Tres podrían ser los ejes principales que permitirían caracterizar la racionalidad moderna instaurada en el siglo XVII:
el fundacionismo no-falibilista, esto es, el postulado de que se puede construir un sistema general de creencias y de conocimiento (filosófico y científico) omniabarcante a partir de enunciados indubitablemente verdaderos. el deductivismo, es decir, la concepción regulativa del conocimiento como un sistema deductivo de enunciados cuya verdad está asegurada por pruebas. el transparentismo, o sea, la idea de que el sistema de conocimiento puede expresarse siempre en un lenguaje construido a partir de conceptos que expresan ideas claras y distintas.
De la asunción de estas tesis se infiere que el objetivo final de la investigación es la obtención de una especie de conocimiento filosófico y científico y de un sistema de creencias cuasidivino, esto es, eterno, completo, absoluto y perfecto. Por supuesto Descartes y los representantes de esta posición no pretenden estar en posesión de ese conocimiento, pero lo postulan, al menos, como objetivo perseguible "por el honor del espíritu humano" (Descartes 1637).
A este enfoque de la racionalidad pueden oponerse distintas líneas de crítica. De hecho, a lo largo del presente siglo, el blanco principal de los ataques ha sido el fundacionismo infalibilista. Pocos son hoy quienes, tras las tesis falibilistas de Popper (Popper 1959), asumen la infalibilidad del conocimiento, incluso en sus formas más elementales. Menos aún, por lo tanto, quienes la postulan en relación a las formas de conocimiento más complejas. Hoy es común la idea de que no existe nada que nos asegure que ninguna de nuestras creencias y piezas de conocimiento, teóricas, perceptuales o matemáticas está libre de error. Las formas pervivientes de fundacionismo han eliminado la componente infalibilista, a favor de un fundacionismo falible. Incluso un filósofo popperiano como W. W. Bartley propone reemplazar, en un registro muy próximo al posmodernista, el justificacionismo fundamentista característico de la modernidad por la crítica: nada puede ser justificado; todo puede ser criticado (Bartley 1984).
Otra crítica al racionalismo moderno de orientación cartesiana toma como blanco de su ataque al deductivismo. El desarrollo de la lógica y la matemática en el siglo XX ha tendido a considerar este elemento del programa cartesiano como un ideal cognitivo. De hecho, incluso en nuestros días, algunos enfoques filosóficos consideran que la actividad conceptualizadora en general debe establecerse según el paradigma de un sistema deductivo. Pero hoy parece claro que este requerimiento sólo puede establecerse de manera ideal. Otras formas no deductivistas de razonamiento han sido propuestas en las filas analíticas también como formas genuinas del razonamiento y de obtención de verdades, de suerte que no parece plausible una actitud monista en este aspecto. Sea como fuere, cada vez son más los filósofos que asumen la idea de que puede conservarse una noción de "verdad" concebida como "aquello que prevalece en una confrontación libre y abierta", en el decir del pragmatista Rorty, es decir, la idea de que la verdad es "nuestra verdad", de que no puede ser universal sino sólo local (Rorty 1997, pp. 35ss). Más aún, ya desde el "continental" Duhem a principios de siglo (Duhem 1906), diversos enfoques aceptan que incluso puedan coexistir temporalmente postulados contradictorios en un mismo sistema local de creencias.

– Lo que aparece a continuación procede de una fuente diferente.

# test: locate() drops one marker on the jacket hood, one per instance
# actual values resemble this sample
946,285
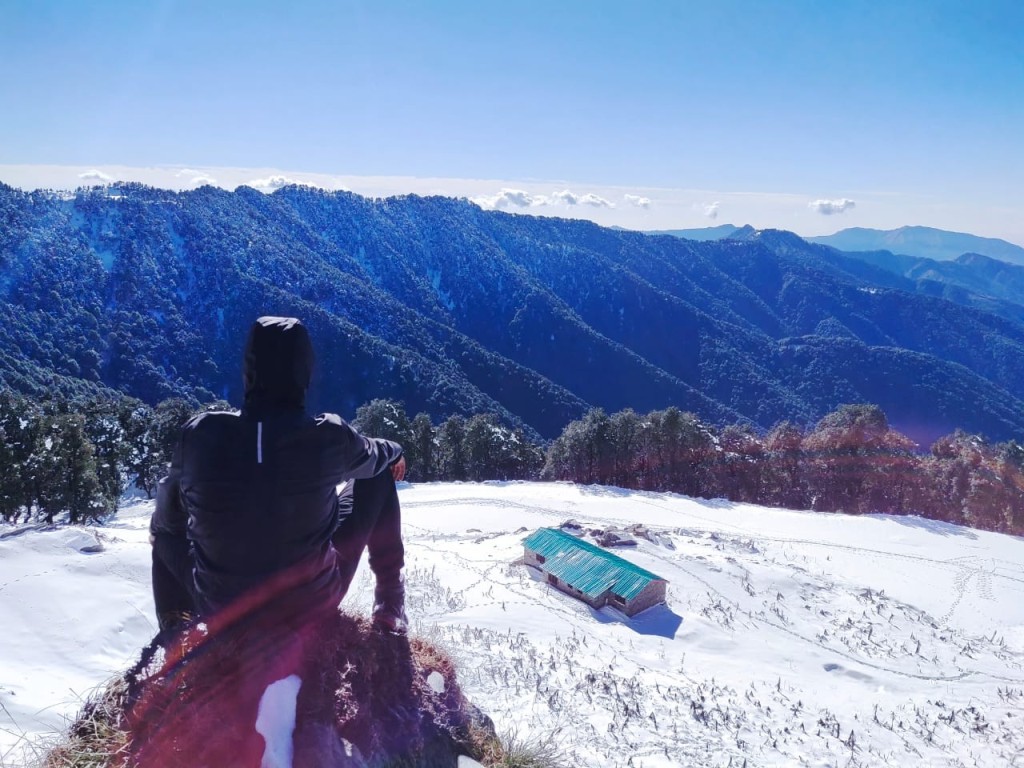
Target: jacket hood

Las dos componentes anteriores de la modernidad se acrisolan en torno a la tercera. El transparentismo es, en efecto, el elemento central de la racionalidad moderna, el que sostiene a los otros dos. No hay fundacionismo o deductivismo sin la posibilidad de construir un lenguaje claro y distinto. Por el contrario, podemos postular un lenguaje claro y distinto sin presuponer la deductividad de un sistema.
De ahí que el ataque más radical al racionalismo moderno cartesiano es el dirigido contra la idea de que el conocimiento y las creencias pueden formularse en un lenguaje cuyos términos expresen ideas claras y distintas. Según Descartes una idea es clara si y sólo si es captada de tal manera que se la reconozca en todas sus ocurrencias; una idea es distinta si no contiene nada que no sea claro. Esto es, una idea es percibida distintamente si podemos dar una definición precisa de ella. Como los pragmatistas mostraron ya a finales del siglo XIX, no es posible identificar esas ideas. El significado de un término no puede fijarse a menos que lo vinculemos con un dominio abierto de la práctica, lo que lo convierte, necesariamente en una entidad no-clara y no-distinta. Los términos son en general imprecisos y complejos (Peirce 1877).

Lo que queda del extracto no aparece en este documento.